Lifting capacity was measured using a steel plate with a smooth surface of suitable thickness (min. 20 mm), under perpendicular detachment force, in contrast under shearing force the lifting capacity is smaller. Additionally, even a slight gap between the magnet’s surface and the plate reduces the lifting capacity.

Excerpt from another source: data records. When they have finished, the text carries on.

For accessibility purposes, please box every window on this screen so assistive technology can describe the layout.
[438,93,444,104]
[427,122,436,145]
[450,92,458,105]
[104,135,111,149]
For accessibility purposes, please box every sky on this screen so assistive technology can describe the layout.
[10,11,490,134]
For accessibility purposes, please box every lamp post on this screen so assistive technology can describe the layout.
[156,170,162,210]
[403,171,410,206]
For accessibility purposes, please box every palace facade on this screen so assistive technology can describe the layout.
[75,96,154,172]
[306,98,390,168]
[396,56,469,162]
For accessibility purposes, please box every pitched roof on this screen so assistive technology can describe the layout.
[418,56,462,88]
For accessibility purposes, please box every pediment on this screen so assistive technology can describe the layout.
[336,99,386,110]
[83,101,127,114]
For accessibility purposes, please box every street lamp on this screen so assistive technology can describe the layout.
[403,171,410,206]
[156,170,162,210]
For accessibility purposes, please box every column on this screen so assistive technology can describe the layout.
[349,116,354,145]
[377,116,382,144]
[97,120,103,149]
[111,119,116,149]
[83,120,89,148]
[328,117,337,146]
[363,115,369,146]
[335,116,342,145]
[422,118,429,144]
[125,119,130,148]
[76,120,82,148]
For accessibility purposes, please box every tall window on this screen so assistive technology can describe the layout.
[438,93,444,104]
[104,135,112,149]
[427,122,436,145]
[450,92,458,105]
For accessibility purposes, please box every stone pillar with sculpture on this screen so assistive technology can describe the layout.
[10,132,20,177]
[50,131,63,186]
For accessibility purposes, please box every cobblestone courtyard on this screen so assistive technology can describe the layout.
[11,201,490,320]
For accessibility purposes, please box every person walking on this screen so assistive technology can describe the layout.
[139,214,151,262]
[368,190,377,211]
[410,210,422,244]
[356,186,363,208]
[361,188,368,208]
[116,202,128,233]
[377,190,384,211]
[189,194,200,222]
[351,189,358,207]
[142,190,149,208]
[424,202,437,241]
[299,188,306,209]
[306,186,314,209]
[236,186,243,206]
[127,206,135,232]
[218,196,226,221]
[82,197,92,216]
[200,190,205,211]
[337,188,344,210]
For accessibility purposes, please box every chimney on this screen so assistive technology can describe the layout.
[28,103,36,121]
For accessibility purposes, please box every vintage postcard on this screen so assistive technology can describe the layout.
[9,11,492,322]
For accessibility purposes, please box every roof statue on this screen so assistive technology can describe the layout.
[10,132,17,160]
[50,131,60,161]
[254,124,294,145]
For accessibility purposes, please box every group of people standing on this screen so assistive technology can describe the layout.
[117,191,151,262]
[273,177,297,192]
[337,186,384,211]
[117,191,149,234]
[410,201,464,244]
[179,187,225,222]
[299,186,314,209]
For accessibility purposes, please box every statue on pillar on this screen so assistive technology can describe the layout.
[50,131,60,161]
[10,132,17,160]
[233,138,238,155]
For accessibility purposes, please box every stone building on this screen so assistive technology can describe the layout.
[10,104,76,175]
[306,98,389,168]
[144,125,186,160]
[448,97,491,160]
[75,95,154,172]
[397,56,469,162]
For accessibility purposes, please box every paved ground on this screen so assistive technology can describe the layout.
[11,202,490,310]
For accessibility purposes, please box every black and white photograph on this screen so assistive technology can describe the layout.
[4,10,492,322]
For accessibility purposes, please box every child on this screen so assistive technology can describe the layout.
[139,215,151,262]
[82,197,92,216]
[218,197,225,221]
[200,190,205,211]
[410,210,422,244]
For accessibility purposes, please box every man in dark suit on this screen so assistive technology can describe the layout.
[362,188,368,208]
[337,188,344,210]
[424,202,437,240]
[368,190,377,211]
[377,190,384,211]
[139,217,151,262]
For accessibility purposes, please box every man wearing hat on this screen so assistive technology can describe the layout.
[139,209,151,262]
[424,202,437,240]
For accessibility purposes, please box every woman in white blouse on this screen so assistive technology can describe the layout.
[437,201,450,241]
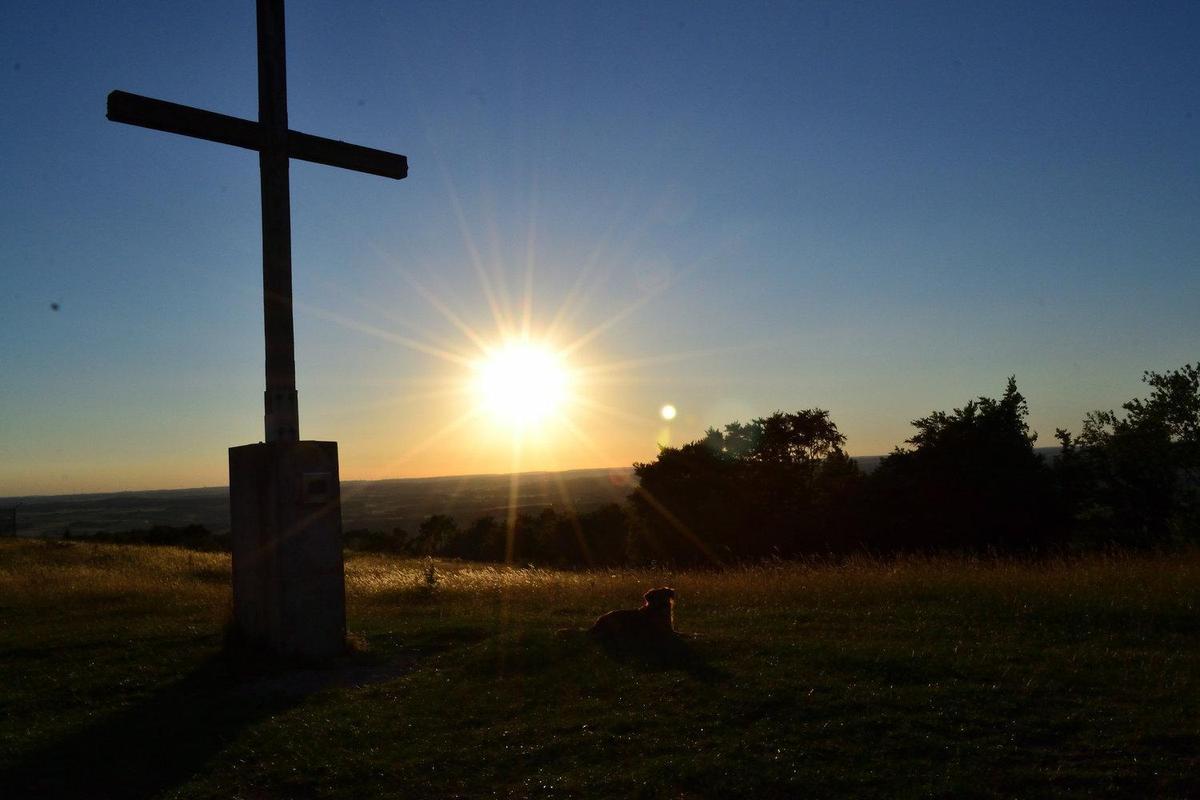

Precautions when working with NdFeB magnets
Threat to navigation
Note: neodymium magnets produce a field that confuses sensitive sensors. Maintain a separation from your phone, device, and GPS.
Permanent damage
Keep cool. NdFeB magnets are sensitive to heat. If you need resistance above 80°C, inquire about special high-temperature series (H, SH, UH).
Allergic reactions
Allergy Notice: The Ni-Cu-Ni coating contains nickel. If redness occurs, immediately stop handling magnets and use protective gear.
Immense force
Before starting, check safety instructions. Uncontrolled attraction can break the magnet or injure your hand. Think ahead.
Protect data
Avoid bringing magnets close to a wallet, computer, or TV. The magnetism can destroy these devices and wipe information from cards.
Health Danger
Health Alert: Neodymium magnets can deactivate pacemakers and defibrillators. Stay away if you have electronic implants.
Finger safety
Large magnets can break fingers in a fraction of a second. Never put your hand between two attracting surfaces.
Adults only
These products are not toys. Accidental ingestion of several magnets may result in them attracting across intestines, which poses a critical condition and requires immediate surgery.
Mechanical processing
Drilling and cutting of NdFeB material poses a fire hazard. Neodymium dust reacts violently with oxygen and is difficult to extinguish.
Magnets are brittle
Despite the nickel coating, neodymium is brittle and cannot withstand shocks. Do not hit, as the magnet may shatter into hazardous fragments.